Video games have arguably been around for the better part of 50 years, and no matter what personal gaming console someone is using, the default identification of such is always “Nintendo.” And, if trying to blindly identify what exactly is being played then … yep, you guessed it: Super Mario Bros. is going to be the response. Now, with Universal Pictures finally making an animated Mario movie, a whole new Mario era may begin.
The film opens in the heart of an animated Brooklyn where everyone’s favorite plumbers, Mario (in red) and Luigi (in green), are off to a gig. Their business flounders early but the brothers heed a call for a city-wide emergency before being separately sucked into enormous pipes that spit them out on the opposite ends of another world. Poor Luigi is deposited in the Dark Lands, which are ruled by the evil Bowser, voiced here by ubiquitous comedian Jack Black. Bowser is bent on marrying the beloved Princess Peach of the Mushroom Kingdom where she rules and where Mario has crash-landed. Mario is warmly voiced by Chris Pratt of “Guardians of the Galaxy” fame and Peach by Anya Taylor-Joy, whose take on Peach is not some wimpy princess, but almost that of a warrior queen.
And so begins a great journey of epic video game proportions where just about every conventional Mario device will be recognized, even if the viewer only held a Nintendo controller a minute. Along the journey, audiences come across the hearty Toad and international video game celebrity, Donkey Kong himself. There are mushrooms, fireballs, and even the rarely used Tanooki Suit that make many appearances. While this might sound like gibberish to some, one thing I noticed is that children watching were having the time of their lives. My screening had plenty of giggles and mighty cheers from those in attendance, and I bet “The Super Mario Bros.” movie is going to be in most theaters for the duration.

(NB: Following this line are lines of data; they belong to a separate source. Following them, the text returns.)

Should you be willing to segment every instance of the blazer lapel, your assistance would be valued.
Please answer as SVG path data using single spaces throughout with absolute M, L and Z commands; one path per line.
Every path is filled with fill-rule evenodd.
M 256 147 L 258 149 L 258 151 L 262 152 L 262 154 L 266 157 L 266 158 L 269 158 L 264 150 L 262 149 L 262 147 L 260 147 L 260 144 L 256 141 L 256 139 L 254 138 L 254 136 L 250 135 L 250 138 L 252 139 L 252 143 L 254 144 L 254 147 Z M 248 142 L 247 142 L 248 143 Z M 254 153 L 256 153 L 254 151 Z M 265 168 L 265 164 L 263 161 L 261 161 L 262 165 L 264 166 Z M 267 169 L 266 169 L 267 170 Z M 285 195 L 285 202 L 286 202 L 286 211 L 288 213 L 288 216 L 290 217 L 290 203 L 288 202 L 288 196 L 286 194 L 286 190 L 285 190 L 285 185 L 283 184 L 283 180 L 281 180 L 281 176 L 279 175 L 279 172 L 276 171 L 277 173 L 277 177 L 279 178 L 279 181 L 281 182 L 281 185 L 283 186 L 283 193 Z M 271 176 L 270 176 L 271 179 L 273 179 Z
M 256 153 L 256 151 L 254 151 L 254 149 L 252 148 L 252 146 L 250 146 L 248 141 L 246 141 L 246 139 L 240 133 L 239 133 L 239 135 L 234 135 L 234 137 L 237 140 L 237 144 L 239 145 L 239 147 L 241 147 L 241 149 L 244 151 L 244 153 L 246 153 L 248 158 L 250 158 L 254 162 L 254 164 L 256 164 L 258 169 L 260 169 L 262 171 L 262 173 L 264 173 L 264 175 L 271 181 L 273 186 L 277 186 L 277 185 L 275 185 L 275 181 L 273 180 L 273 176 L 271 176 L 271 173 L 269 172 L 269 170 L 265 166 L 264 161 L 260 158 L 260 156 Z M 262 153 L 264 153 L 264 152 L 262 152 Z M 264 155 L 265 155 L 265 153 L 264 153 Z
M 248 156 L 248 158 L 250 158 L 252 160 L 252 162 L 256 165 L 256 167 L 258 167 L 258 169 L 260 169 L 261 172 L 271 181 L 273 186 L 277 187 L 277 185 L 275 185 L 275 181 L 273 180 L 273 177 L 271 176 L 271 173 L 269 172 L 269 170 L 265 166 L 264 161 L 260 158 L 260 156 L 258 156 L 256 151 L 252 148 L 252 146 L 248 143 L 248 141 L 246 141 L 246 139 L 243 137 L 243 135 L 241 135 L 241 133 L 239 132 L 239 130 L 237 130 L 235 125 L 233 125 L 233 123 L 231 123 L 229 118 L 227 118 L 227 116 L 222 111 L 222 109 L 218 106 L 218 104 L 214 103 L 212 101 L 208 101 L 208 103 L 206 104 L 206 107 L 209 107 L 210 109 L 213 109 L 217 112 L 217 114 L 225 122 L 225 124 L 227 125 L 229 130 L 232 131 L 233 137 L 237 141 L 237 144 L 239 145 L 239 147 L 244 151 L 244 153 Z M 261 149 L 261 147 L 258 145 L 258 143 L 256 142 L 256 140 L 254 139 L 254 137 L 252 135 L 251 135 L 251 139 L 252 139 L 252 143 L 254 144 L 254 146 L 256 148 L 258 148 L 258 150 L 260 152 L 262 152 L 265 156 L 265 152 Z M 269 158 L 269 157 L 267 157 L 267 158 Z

Are You There God? It’s Me, Margaret
There’s hardly been an American author more in tune with capturing all the joys and pains of adolescence than Judy Blume. Her novels range from sibling mayhem in her “Fudge” quadrilogy up to the sensitive physical appearance taboos in the aptly-named “Blubber.”
Writer-director Kelly Fremon Craig has created an adolescent masterpiece in one of Blume’s most cherished works and given it a full life in the totally charming and semi-serious “Are You There God, It’s Me Margaret.” The film stars Abby Fortson in the titular role as a young adolescent caught between the interfaith whirlwinds of her good-natured mother Barbara (Rachel McAdams) and her clumsy father Herb (Benny Salfide). Scrambling with actual growing pains, young Margaret attempts to find a faith on her own terms by talking to God in hopes of discovering an easier and sometimes less embarrassing way out of puberty. The film is a colorful and at times, a feisty spirited take on the 49-year-old novel that Blume entrusted to Oscar winning producer James L. Brooks to make into a new classic. Rated PG-13, the film might not entertain little ones, but for any parents with tweens in their household, this film will surely speak to them and let them know they’re not alone in growing up.